Plot a grouped barplot, where:

* X-axis → Pickup boroughs
* Bars → Payment method categories
* Different colors represent payment methods

In [None]:
# Create a grouped barplot
df_frame2.plot(kind="bar", rot=0)

# Show plot
plt.show()


---
### Exercise:

Modify the above command to transpose `df_frame2`, so the rows are payment type and columns are pickup boroughs. Plot the transposed dataframe as a grouped barplot. Using Matplotlib's Pyplot command, neaten the x-axis and tick labels as required, and give the plot a title.

We can easily stack these bars as well, if we're interested in comparing the size of all observations by pickup borough, and we still want to see the different payment types.

In [None]:
df_frame2.plot(kind = "bar", rot = 0, stacked = True)
plt.show()

---

### Exercise: 

Generate a table of counts for two variables other than pickup borough and payment, and generate grouped and stacked barplots of the variables.

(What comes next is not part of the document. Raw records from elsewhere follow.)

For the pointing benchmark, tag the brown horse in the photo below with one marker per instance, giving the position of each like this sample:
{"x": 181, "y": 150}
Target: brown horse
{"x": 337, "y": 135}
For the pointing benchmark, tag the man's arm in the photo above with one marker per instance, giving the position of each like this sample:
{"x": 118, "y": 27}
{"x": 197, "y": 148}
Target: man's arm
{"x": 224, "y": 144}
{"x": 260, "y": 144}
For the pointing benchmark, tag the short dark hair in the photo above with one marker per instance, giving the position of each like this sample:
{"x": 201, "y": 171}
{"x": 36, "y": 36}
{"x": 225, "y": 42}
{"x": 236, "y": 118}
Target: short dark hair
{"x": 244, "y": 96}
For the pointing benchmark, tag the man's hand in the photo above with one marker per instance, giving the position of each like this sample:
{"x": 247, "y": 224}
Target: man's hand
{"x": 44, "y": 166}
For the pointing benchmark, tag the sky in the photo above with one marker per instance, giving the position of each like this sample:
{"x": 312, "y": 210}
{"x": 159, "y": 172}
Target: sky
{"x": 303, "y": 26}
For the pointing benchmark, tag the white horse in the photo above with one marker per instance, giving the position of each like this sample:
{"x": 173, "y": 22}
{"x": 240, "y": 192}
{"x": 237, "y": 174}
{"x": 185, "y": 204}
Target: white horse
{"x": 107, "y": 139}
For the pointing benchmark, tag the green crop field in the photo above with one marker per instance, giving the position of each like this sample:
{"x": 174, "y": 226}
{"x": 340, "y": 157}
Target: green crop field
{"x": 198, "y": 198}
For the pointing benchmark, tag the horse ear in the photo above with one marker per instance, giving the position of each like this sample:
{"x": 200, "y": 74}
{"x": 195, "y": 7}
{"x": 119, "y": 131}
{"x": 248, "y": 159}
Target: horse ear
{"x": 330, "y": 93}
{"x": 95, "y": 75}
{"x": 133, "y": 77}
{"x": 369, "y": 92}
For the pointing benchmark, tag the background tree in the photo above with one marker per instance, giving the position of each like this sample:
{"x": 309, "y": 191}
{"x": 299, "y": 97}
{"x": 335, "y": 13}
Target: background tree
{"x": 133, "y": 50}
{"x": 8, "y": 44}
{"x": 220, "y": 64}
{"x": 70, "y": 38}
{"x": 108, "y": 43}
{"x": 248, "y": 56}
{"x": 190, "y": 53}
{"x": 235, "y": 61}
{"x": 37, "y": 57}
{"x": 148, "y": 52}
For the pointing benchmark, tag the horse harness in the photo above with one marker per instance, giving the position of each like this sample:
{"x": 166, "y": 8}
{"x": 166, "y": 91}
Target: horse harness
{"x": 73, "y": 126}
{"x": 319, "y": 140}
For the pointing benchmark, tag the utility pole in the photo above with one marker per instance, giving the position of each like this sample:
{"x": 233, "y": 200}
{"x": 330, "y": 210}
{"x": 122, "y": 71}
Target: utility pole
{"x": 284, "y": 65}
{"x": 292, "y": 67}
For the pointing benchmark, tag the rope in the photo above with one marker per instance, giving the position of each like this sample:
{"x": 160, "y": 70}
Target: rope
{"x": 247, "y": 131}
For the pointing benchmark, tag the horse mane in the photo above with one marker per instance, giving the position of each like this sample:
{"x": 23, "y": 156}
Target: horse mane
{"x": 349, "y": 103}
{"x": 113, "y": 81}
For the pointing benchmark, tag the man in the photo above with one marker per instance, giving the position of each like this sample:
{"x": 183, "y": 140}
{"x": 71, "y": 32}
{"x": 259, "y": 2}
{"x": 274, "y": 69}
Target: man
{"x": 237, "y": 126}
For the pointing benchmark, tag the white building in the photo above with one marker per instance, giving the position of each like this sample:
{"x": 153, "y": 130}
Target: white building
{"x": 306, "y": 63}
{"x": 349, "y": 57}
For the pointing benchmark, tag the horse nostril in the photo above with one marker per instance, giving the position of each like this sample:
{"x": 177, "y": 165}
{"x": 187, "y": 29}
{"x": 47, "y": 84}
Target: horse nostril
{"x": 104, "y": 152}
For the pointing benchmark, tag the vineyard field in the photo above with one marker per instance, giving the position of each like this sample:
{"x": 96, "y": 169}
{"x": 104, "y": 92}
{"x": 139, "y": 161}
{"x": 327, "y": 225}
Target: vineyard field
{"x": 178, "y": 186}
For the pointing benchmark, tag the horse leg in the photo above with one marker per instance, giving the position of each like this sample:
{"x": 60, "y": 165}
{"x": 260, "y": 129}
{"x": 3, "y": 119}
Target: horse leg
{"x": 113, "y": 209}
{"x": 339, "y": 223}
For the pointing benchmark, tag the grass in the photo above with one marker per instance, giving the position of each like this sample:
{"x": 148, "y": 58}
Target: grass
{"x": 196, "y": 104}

It's hard to see the relative difference in payment type between each group in the figure above - the Bronx might have the same payment composition as Manhattan, but we wouldn't know. To see this, we need a stacked percentage plot. Again, we need to transform our data with a little bit with some Pandas calls, so we have the percentage of all payments that were either cash or credit card in each pickup borough. We'll leave it to you to generate this final figure, using what you've learned so far, in the Exercises below.

In [None]:
df_rel = df_frame2.apply(lambda x: x*100/sum(x), axis=1)
df_rel

---

### Exercise:
1) In your own words, explain what the apply function is doing in the above command. What would you need to change to the above command if you wanted the percentage of all cash payments in Brooklyn?\
2) Using df_rel and what we have learned so far, generate a stacked barplot of the percentage of all payments that were either cash or credit card in each pickup borough. Which borough has the highest percentage of cash payments?

---
# Barplots with Seaborn

Seaborn is a **wrapper around both Matplotlib (for visualization) and Pandas (for data manipulation)**.  
It provides an easier and more powerful way to create **barplots** compared to using Matplotlib directly.

### **Why Use Seaborn?**
* **Less manual coding** – Seaborn automatically counts and groups data  
* **Better styling** – Uses aesthetically pleasing default themes  
* **Simplifies categorical plots** – `countplot()` works directly on DataFrames  

### Exercise: 
Work through the example code for Seaborn's countplot function, available [here](https://seaborn.pydata.org/generated/seaborn.countplot.html), using the taxis dataset you've loaded and prepared for this Module.